Nell’ambito delle funzioni pubbliche cui sono chiamati a svolgere il loro mandato, tale rapporto privatistico non trova legittimazione in seno ad una Repubblica Parlamentare, così come questa è scaturita dal dibattito alla Costituente.

In quella sede, anche per la recente esperienza del ventennio precedente, si è inteso, come è noto, evitare che la rappresentanza popolare fosse accentrata nelle mani di un Presidente della Repubblica direttamente scelto dal corpo elettorale, proprio per il rischio di derive populistiche che tale scelta avrebbe potuto comportare.

La mediazione parlamentare, attraverso le rappresentanze dei partiti – di cui non è dubitabile la natura pubblicistica- è stata una scelta ponderata e politicamente motivata.

Se ciò e vero, è evidente la natura pubblica del mandato parlamentare che quindi non può sottostare agli obblighi tipici di una rapporto privatistico, sia nei confronti di un “movimento”, che peggio ancora nei confronti dei vertici di quel movimento, rappresentato da una srl come la Casaleggio ed associati.

Chiarito ciò, resta da capire come si pone, nell’ambito di questo rapporto di natura privata (tra gli utenti di una piattaforma on line, gli eletti, il movimento politico ed il referente/garante di questo) il sostanziale cambio di programma, che tecnicamente è l’oggetto di quell’accordo, a proposito dei temi forti dei 5stelle quali il reddito di cittadinanza, di cui pare non si parli più o dei contenuti in materia di politica estera votati dagli utenti della piattaforma Rousseau e non più centrali nella strategia dei grillini.

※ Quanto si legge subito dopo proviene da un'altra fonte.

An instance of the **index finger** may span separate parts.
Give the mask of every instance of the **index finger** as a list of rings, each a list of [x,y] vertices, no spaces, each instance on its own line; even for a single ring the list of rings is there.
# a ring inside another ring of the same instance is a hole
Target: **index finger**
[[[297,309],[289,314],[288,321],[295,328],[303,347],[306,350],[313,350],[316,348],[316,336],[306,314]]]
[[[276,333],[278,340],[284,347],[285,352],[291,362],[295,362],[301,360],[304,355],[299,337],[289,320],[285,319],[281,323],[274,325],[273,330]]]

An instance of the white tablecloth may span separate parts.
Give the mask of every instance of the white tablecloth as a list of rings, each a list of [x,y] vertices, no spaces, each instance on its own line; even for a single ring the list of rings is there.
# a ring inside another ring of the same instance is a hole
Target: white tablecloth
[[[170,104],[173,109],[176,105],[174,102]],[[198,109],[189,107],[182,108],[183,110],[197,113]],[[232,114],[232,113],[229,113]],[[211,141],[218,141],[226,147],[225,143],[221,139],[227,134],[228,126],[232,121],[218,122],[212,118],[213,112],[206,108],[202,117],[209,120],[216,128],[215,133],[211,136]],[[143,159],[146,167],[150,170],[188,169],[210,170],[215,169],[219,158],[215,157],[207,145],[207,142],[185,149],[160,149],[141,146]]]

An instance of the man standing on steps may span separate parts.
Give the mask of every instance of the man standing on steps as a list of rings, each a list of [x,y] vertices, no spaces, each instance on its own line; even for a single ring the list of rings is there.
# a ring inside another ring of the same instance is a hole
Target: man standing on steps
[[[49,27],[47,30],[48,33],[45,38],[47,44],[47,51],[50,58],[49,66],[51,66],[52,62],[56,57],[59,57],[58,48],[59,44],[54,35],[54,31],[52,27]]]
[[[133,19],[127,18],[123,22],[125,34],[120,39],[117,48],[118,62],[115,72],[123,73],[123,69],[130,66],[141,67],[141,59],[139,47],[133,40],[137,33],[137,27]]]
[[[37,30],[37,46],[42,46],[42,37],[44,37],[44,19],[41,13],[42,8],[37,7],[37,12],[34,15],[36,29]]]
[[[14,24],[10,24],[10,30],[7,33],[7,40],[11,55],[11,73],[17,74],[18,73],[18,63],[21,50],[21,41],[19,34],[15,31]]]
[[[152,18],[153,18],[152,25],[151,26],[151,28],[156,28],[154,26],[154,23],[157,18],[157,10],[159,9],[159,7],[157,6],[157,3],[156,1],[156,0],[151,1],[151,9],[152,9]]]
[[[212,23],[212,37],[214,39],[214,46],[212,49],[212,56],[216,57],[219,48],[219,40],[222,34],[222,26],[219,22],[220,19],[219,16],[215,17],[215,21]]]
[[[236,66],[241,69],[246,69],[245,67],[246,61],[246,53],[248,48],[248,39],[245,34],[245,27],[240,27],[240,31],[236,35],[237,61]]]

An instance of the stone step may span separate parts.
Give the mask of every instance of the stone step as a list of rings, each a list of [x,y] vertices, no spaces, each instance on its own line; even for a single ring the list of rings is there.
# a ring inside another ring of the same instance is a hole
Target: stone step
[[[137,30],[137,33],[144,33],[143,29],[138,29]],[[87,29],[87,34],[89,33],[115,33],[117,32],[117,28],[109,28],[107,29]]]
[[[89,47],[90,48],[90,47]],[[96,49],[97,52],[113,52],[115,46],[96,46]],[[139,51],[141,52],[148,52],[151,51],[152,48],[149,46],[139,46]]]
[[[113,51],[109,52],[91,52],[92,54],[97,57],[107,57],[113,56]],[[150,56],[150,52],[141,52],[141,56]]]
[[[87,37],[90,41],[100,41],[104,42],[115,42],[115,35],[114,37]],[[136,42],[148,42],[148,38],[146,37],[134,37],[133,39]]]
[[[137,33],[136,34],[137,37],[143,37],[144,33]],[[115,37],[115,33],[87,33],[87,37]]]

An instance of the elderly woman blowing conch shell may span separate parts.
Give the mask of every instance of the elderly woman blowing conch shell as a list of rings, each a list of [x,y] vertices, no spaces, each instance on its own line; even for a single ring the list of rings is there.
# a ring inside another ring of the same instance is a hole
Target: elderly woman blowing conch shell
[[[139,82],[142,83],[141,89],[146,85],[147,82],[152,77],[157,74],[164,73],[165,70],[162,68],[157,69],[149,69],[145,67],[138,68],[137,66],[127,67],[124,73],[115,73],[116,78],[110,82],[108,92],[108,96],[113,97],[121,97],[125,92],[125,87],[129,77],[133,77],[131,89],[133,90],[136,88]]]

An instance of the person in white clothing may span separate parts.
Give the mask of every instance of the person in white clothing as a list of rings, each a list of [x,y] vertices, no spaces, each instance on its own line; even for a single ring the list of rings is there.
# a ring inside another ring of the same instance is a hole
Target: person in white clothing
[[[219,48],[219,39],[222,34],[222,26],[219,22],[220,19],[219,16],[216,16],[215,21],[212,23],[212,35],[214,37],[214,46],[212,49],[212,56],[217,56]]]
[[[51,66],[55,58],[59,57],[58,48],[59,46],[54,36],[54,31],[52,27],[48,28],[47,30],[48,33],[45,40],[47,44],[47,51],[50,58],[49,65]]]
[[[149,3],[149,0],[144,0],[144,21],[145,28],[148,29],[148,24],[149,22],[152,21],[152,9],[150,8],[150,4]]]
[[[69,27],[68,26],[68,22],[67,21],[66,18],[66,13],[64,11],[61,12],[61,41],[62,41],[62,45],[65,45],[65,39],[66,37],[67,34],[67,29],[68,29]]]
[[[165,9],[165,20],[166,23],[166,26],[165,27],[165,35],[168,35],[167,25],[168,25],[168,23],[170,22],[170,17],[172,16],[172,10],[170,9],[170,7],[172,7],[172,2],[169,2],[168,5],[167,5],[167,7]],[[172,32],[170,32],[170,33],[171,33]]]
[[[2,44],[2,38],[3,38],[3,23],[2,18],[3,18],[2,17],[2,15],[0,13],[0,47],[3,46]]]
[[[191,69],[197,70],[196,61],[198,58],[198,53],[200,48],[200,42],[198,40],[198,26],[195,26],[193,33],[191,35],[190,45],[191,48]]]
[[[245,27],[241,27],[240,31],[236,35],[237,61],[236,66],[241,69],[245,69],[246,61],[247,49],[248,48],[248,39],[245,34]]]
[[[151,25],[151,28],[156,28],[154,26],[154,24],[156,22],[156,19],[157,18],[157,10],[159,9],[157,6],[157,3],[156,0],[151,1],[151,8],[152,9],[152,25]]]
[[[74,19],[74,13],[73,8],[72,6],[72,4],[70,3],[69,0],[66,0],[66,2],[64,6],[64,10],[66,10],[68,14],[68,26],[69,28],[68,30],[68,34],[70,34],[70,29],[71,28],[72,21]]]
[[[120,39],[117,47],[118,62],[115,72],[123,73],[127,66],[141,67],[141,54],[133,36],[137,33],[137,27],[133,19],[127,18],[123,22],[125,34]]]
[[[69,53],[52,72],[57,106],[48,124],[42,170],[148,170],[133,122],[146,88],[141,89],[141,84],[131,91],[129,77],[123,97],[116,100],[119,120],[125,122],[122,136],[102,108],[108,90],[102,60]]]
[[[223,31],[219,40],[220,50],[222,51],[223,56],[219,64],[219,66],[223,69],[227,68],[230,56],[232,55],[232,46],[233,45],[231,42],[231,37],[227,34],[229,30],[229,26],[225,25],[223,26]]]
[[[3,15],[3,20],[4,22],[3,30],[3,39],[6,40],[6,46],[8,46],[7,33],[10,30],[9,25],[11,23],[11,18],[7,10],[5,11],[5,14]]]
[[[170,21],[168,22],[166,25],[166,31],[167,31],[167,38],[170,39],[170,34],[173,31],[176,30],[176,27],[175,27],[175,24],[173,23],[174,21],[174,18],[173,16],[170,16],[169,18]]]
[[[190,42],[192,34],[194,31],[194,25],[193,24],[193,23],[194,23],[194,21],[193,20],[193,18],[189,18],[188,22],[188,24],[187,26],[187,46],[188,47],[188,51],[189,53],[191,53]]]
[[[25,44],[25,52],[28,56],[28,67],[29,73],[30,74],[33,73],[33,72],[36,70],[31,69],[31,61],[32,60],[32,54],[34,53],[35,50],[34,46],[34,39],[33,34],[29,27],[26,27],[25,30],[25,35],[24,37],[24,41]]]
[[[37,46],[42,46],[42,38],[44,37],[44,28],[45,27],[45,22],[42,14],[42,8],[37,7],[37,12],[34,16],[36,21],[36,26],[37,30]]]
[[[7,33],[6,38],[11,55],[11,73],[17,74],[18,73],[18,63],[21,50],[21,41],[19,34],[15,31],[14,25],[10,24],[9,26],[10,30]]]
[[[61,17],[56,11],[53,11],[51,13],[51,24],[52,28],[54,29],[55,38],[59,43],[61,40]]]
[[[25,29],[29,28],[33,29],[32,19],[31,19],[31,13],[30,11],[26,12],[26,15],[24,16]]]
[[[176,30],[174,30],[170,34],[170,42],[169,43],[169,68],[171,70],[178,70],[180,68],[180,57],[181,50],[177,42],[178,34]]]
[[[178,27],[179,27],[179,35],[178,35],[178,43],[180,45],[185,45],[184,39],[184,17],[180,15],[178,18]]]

O addirittura fisicamente scomparsi, una volta votati, dal programma dei pentastellati.

E cosa giuridicamente comporta, a fronte dell’assunzione di obbligazioni di natura privatistica, tale cambiamento di “programma politico” da parte dei vertici del Movimento 5stelle.

In altri termini, una volta sgombrato il campo dal dubbio che esista una differenza di significato politico dalla  volutamente ambigua formula del “contratto” rispetto al “programma” di governo (atto di indirizzo politico del Governo) proposto dai 5stelle, quale è il destino di quell’altro  “contratto” vigente tra gli elettori del movimento 5stelle ed i suoi rappresentanti?

Possono le parti,  privatisticamente, disdettare quell’accordo?

Oppure, in dispregio della natura pubblica del loro mandato, sono tenuti ad eseguire le indicazioni del Movimento pena sanzioni di natura patrimoniali o disciplinari?

Come è facile comprendere, l’art 67 della Costituzione è stato posto a baluardo proprio di derive del genere, per evitare insomma che rapporti di natura privata tra eletti ed elettori minacciassero il fine di rappresentanza della Nazione da parte di ogni singolo parlamentare.

Come rischia di accadere adesso, dopo 70 anni.